Der Antidrogenbeamte in Gaza zeigt in der Reportage weitere mutmaßliche Drogenfunde, darunter mehrere Beutel voller rosa Tabletten mit einem charakteristischen totenkopfähnlichen Gesicht aufgedruckt. Sie sollen im wesentlichen die Droge MDMA enthalten. »Diese Pillen kommen aus Israel«, so der Beamte, sie können »zum Tod führen und Nervenzellen im Gehirn zerstören.« Weiter zeigt er Konservendosen mit Bohnen, in denen Captagon-Pillen geschmuggelt worden sein sollen. Die Konserven seien so präpariert, dass die Sensoren bei Inspektionen nicht anschlagen.
Neben dem Schmuggel über Land, erklärt der Beamte gegenüber Al-Dschasira, gelangten Drogen auch über See sowie per Quadrocopter in die abgeriegelte Enklave. Er präsentiert mehrere dieser Minidrohnen mit angeklebten Päckchen, die die Vorwürfe belegen sollen.

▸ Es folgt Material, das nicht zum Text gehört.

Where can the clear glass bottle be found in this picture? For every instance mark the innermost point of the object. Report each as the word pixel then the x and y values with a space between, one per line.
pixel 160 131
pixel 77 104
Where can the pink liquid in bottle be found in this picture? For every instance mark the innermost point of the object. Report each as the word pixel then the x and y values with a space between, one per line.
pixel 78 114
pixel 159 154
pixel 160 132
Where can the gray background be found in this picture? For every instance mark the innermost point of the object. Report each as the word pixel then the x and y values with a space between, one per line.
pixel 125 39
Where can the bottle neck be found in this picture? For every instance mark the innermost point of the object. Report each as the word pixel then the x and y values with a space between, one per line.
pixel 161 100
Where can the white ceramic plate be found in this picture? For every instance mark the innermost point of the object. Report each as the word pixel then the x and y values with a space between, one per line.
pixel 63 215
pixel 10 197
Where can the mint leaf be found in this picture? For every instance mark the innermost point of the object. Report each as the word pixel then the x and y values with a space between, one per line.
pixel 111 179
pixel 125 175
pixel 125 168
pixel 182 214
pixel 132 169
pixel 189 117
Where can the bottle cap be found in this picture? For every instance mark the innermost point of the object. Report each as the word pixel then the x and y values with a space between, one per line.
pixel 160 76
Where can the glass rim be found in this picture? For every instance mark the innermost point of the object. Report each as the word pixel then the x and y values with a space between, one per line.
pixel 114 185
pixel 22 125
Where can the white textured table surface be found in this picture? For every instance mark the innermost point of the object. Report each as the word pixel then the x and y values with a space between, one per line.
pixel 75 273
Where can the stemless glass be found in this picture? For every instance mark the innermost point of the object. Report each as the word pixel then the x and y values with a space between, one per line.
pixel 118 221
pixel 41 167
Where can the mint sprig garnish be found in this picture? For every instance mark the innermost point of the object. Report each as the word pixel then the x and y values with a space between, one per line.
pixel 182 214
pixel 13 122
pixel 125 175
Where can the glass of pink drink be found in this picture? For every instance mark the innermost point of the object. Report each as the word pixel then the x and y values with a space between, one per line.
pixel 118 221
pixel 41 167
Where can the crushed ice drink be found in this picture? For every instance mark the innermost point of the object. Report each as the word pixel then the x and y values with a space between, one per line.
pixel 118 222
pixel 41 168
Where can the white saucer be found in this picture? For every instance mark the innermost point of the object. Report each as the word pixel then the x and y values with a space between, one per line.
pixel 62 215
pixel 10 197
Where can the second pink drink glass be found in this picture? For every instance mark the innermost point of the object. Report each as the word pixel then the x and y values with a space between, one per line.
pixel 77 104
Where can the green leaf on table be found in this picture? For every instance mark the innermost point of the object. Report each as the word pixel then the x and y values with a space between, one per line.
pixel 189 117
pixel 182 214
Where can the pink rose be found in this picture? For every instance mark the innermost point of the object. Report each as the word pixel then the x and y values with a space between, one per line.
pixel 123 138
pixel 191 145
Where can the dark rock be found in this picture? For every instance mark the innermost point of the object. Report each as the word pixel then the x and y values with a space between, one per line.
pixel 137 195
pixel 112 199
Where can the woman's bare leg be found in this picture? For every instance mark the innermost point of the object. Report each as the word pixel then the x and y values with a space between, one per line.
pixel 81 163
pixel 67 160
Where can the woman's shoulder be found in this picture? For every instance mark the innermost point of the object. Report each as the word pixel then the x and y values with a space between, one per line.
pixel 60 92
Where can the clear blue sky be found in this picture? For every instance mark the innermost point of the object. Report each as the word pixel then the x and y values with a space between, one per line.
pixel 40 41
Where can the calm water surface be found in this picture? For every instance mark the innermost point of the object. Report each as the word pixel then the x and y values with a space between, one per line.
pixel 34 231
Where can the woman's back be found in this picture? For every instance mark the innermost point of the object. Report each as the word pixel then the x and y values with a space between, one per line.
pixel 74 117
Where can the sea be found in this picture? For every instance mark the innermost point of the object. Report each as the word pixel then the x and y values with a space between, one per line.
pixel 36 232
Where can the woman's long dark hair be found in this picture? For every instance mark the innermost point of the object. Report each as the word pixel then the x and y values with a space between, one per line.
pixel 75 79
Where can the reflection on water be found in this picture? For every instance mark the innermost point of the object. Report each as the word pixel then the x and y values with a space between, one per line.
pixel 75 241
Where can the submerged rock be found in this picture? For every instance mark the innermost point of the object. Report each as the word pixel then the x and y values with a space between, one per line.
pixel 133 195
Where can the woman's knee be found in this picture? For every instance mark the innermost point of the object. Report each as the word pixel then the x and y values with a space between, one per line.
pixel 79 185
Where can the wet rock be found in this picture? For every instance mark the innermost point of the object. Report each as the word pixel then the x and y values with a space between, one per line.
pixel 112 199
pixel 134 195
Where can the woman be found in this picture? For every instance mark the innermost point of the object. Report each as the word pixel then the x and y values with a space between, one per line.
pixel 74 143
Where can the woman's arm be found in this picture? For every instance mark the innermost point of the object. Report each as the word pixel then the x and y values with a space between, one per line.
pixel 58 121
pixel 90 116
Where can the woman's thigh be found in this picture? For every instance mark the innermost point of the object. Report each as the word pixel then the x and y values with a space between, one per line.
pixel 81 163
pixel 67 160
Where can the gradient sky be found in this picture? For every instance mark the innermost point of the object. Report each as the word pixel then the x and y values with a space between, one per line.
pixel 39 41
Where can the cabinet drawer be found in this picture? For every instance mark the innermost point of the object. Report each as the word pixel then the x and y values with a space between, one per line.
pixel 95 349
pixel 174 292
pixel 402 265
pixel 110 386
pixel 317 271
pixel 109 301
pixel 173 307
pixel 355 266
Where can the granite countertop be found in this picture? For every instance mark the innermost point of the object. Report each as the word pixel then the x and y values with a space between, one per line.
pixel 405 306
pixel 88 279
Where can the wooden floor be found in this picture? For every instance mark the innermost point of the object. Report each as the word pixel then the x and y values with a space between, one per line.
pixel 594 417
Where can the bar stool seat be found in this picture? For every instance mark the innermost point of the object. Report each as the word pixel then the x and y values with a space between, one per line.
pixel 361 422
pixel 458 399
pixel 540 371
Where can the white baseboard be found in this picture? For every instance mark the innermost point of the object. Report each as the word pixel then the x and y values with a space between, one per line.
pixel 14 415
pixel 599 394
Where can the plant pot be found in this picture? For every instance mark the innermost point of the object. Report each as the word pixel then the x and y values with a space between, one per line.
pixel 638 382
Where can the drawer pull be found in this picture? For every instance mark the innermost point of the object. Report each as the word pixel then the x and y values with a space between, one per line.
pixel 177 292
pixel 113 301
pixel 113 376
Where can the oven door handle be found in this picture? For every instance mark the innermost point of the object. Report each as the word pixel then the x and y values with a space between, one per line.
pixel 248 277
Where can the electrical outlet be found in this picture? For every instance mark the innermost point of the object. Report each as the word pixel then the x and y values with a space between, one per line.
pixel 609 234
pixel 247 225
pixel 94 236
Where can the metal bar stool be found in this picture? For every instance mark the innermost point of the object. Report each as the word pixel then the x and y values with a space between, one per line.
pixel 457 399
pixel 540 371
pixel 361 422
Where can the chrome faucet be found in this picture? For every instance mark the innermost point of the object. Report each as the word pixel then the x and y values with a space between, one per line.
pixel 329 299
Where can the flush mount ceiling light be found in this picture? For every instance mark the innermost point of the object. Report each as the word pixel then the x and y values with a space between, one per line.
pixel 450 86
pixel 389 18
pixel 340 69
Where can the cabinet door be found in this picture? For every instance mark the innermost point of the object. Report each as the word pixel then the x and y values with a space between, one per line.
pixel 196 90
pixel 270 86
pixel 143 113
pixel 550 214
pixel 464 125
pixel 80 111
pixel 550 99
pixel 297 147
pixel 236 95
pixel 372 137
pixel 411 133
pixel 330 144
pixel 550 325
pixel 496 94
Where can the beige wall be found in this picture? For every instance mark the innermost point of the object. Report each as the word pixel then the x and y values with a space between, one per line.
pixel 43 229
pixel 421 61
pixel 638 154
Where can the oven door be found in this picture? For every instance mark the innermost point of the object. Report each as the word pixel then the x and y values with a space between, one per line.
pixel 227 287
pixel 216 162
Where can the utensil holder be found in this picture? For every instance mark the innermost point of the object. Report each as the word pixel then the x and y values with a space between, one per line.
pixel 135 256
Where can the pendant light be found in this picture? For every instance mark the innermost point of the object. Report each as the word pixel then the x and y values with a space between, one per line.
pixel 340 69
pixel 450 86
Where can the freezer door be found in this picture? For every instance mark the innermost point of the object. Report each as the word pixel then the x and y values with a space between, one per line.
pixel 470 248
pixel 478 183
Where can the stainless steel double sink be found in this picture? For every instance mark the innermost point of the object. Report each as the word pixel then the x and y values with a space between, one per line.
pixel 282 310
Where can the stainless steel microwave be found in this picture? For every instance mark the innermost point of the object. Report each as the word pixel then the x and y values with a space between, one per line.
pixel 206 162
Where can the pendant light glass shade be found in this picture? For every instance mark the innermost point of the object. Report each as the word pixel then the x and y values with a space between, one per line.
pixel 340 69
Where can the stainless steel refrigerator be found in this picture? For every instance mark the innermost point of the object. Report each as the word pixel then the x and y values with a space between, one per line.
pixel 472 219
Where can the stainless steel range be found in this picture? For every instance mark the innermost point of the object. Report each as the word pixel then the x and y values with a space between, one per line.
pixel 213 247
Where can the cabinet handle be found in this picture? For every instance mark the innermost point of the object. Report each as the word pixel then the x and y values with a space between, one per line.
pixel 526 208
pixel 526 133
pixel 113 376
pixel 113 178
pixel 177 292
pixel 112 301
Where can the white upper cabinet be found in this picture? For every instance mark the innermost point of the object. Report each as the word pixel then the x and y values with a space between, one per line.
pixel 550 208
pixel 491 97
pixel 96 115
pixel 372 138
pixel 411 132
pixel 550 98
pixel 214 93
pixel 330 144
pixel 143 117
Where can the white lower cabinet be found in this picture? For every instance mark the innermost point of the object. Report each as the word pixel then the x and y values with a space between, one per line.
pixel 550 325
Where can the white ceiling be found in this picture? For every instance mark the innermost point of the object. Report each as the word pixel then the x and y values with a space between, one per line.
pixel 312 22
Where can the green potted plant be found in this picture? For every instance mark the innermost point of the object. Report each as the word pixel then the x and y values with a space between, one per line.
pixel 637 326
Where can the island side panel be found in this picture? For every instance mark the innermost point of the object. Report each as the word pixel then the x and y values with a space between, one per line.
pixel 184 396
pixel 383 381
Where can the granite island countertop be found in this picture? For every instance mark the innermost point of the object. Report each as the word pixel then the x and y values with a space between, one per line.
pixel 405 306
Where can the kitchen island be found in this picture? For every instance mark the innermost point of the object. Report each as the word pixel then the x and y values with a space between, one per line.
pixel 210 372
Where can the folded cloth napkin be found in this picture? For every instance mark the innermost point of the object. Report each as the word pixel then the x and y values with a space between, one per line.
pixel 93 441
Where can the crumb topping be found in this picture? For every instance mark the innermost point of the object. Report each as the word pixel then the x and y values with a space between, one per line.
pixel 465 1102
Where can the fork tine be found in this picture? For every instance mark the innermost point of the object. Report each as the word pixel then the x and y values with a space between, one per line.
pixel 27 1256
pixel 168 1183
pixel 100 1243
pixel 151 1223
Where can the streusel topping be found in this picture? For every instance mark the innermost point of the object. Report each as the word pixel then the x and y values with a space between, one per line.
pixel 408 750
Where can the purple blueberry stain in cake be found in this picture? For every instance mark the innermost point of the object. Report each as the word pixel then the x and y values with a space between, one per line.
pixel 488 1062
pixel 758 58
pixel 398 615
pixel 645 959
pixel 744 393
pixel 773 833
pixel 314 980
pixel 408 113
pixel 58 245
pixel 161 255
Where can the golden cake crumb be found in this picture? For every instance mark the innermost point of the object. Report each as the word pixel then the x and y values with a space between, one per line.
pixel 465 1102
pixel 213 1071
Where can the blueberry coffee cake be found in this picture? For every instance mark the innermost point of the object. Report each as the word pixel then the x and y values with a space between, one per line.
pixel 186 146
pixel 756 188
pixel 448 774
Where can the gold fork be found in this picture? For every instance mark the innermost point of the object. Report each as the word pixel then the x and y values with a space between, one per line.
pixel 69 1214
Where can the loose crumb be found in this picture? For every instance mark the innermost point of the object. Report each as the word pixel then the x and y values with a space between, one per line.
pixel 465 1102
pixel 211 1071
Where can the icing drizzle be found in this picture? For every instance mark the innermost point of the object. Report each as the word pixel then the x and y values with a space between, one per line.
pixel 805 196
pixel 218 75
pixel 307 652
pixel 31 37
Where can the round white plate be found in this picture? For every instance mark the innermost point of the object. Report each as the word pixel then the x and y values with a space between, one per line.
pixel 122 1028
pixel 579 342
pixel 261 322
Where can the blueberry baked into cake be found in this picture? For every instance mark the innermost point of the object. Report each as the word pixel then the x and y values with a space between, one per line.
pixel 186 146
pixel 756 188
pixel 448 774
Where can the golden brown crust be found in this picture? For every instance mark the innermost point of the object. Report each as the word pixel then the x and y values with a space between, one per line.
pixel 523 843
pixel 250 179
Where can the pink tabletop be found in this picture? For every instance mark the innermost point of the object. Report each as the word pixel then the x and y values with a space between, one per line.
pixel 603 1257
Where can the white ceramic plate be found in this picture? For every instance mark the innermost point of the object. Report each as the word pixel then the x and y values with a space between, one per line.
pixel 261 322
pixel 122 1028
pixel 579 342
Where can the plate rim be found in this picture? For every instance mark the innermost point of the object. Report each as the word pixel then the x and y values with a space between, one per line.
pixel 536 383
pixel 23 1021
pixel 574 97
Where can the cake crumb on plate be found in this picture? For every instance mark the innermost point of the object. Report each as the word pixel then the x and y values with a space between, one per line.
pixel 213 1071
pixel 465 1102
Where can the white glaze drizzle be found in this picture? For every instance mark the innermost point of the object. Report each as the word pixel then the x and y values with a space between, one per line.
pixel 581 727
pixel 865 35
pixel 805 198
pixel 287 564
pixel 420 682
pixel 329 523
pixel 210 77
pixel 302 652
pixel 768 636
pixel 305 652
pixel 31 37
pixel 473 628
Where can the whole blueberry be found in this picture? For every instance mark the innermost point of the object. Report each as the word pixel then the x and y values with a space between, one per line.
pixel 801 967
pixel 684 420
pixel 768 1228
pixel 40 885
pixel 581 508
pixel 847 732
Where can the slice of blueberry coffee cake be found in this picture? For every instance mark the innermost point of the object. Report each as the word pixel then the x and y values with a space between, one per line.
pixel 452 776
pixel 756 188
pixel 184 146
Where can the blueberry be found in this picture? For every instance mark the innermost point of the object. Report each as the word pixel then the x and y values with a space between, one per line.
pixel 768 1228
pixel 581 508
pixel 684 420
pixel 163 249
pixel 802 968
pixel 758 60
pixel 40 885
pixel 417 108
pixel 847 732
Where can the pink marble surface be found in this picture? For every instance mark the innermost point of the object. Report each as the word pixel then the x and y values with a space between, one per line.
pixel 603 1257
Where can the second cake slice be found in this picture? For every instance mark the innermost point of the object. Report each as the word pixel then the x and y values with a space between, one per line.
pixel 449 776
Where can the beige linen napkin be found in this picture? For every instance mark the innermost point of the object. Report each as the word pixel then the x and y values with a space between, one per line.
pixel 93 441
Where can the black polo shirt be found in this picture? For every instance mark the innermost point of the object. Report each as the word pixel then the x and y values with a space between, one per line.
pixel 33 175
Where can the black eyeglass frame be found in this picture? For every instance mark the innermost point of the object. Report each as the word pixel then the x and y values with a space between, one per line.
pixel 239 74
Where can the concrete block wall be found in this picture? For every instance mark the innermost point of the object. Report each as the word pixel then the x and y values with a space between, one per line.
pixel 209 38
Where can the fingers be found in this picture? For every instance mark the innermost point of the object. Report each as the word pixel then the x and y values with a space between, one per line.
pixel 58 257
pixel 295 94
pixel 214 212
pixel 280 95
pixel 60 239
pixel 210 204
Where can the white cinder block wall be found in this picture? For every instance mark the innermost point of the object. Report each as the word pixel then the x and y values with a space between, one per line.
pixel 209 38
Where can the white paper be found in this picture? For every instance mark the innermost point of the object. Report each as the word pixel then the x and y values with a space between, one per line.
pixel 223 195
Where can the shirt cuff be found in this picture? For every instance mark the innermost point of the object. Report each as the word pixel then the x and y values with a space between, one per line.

Sie sollten ihre Fracht an palästinensische Dealer liefern, wurden von der Behörde jedoch abgefangen. »Die Hand des Gesetzes wird euch erreichen, und wir werden eure Quellen austrocknen«, so seine Botschaft an die »Händler des Giftes« in Gaza. Mehrere mutmaßliche Drogenpakete werden nun vernichtet. Da Israel die meisten Bäckereien und Öfen bombardiert hat, werden die Päckchen auf einer offenen Feuerstelle im Freien verbrannt. »Die israelische Besatzung tötet unser Volk vorsätzlich auf vielfältige Weise«, so der Antidrogenbeamte. Doch was nicht mit militärischem Arsenal erreicht worden sei, werde auch nicht durch Drogenschmuggel gelingen. »Wir werden dem zionistischen Feind nicht die Möglichkeit geben, diese Generation und diese jungen Menschen zu zerstören.«
Anfang Dezember warnte auch der Rat palästinensischer Stämme und Clans in Gaza vor dem zunehmenden »Schmuggel großer Mengen von Betäubungsmitteln nach Gaza in den vergangenen Wochen und Monaten«. Dies seien »böswillige und wiederholte Versuche des israelischen Feindes, die Heimatfront ins Visier zu nehmen«, wodurch insbesondere Jugendliche geschädigt würden, gegen die ein »systematischer Krieg« geführt werde. Weiter erklärte der Rat, dass von Israel unterstützte palästinensische Milizen von Rafah im Süden aus nach Norden hin Drogenvertriebsnetze betrieben. Den Milizen um den jüngst getöteten Yasser Abu Shabab, mit denen Israel zur Kontrolle der besetzten Teile des Gazastreifens kollaboriert, wird vorgeworfen, Hilfslieferungen nach Gaza zu plündern und am Drogenhandel beteiligt zu sein.